5 March 2022 – 11 June 2022
National Museums Scotland have lent a stunning bronze Roman face mask to this exhibition which marks 1900 years since the commencement of the building of Hadrian’s Wall. The parade mask shows a young female face and was excavated from the Roman site at Newstead and dates to the late 1st century AD. The mask illustrates the importance of Britain in the Roman Empire at this time.
21 May 2022 – 29 August 2022
This exhibition looks at five English Tudor monarchs through portraits and associated artefacts. The Tudor dynasty reigned from 1485 to 1603 and oversaw many historic events such as the English Reformation, wars and colonisation. National Museums Scotland have lent 4 artefacts of this period including this beautiful late sixteenth century coif, or woman’s cap, made of fine linen with a design of flowers, pods and berries embroidered in silks and silver gilt thread.
After a major refurbishment the Wardlaw Museum has reopened and National Museums Scotland have contributed loans to a new gallery examining the achievements of the University’s alumni. Sir James Black is one of the scientists highlighted in the displays and lent are three medals that were awarded to Black, plus a custom-made model of the drug Propranolol and a set of wooden Napiers bones.

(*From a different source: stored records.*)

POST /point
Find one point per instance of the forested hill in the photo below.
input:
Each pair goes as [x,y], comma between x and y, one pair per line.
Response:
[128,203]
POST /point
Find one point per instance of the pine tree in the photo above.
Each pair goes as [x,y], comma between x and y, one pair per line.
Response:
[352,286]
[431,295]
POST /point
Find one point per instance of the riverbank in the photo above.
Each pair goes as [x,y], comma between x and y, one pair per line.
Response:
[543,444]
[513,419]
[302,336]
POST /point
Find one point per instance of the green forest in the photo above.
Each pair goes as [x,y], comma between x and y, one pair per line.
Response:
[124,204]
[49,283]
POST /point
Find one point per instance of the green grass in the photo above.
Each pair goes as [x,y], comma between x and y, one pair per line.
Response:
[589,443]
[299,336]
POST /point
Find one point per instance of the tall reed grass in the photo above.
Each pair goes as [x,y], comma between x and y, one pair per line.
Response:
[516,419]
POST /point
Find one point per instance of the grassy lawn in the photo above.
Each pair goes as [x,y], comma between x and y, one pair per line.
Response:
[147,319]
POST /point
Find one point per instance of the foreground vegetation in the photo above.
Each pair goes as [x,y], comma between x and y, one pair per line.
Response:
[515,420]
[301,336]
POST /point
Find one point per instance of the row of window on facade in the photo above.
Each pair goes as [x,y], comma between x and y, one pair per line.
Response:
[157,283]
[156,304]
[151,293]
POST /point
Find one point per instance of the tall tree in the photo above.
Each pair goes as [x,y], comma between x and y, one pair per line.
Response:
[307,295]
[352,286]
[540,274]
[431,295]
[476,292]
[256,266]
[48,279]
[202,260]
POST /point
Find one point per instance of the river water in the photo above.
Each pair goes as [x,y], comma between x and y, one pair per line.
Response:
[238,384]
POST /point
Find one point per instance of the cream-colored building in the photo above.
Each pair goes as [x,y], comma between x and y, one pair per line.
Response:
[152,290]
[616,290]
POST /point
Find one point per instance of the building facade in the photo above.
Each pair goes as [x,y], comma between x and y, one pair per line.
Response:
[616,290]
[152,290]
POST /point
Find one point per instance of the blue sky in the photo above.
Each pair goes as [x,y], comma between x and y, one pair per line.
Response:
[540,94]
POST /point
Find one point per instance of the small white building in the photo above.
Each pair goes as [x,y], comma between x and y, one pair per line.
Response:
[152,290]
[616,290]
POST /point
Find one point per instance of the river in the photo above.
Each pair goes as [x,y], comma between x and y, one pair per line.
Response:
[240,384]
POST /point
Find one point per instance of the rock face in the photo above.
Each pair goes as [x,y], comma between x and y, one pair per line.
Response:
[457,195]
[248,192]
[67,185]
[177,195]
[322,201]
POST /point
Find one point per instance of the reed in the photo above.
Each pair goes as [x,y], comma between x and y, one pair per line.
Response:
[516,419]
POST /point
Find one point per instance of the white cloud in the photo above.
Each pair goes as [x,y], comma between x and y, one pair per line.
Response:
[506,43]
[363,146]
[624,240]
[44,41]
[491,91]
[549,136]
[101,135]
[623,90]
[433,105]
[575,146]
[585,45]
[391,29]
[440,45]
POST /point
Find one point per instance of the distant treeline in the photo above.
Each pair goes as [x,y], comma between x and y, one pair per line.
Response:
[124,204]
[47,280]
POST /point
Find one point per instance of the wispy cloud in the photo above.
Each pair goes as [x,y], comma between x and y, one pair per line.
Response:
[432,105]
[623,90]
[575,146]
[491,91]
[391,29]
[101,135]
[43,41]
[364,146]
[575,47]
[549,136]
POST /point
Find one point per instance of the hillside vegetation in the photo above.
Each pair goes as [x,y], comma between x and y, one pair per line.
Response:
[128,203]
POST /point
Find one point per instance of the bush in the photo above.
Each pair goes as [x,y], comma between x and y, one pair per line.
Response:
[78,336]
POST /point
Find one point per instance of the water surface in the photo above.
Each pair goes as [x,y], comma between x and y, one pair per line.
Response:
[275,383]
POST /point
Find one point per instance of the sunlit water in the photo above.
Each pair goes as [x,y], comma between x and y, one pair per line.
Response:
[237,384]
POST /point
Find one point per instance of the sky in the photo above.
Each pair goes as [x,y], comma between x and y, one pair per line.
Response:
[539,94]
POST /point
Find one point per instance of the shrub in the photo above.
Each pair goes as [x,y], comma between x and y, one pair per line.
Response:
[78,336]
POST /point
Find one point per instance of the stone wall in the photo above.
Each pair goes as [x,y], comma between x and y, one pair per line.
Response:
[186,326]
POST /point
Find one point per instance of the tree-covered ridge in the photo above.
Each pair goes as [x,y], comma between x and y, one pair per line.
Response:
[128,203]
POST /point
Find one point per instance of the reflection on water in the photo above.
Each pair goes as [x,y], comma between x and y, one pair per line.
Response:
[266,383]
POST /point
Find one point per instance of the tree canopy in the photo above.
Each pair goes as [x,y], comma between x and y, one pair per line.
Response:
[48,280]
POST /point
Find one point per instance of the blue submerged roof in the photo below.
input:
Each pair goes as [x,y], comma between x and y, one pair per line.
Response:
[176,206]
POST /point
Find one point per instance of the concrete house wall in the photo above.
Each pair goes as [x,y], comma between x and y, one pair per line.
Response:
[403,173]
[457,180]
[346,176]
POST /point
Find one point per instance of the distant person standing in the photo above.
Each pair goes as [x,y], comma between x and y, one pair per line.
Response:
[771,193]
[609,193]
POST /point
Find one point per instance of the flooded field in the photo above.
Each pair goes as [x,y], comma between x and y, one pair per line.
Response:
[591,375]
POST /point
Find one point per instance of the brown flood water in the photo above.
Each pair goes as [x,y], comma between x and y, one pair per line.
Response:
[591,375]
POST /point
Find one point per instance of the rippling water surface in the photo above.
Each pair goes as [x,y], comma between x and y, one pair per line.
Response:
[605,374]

The Trimontium Roman fort site, near Melrose, is of international importance as the largest Roman fort and settlement north of Hadrian’s Wall and the site of one of the largest concentrations of Roman military-related finds in the British Isles. A newly opened, purpose-built museum in Melrose telling the story of this fort has received from National Museums Scotland a long-term loan of 210 archaeological artefacts associated with the Romans in the Scottish Borders excavated at the site.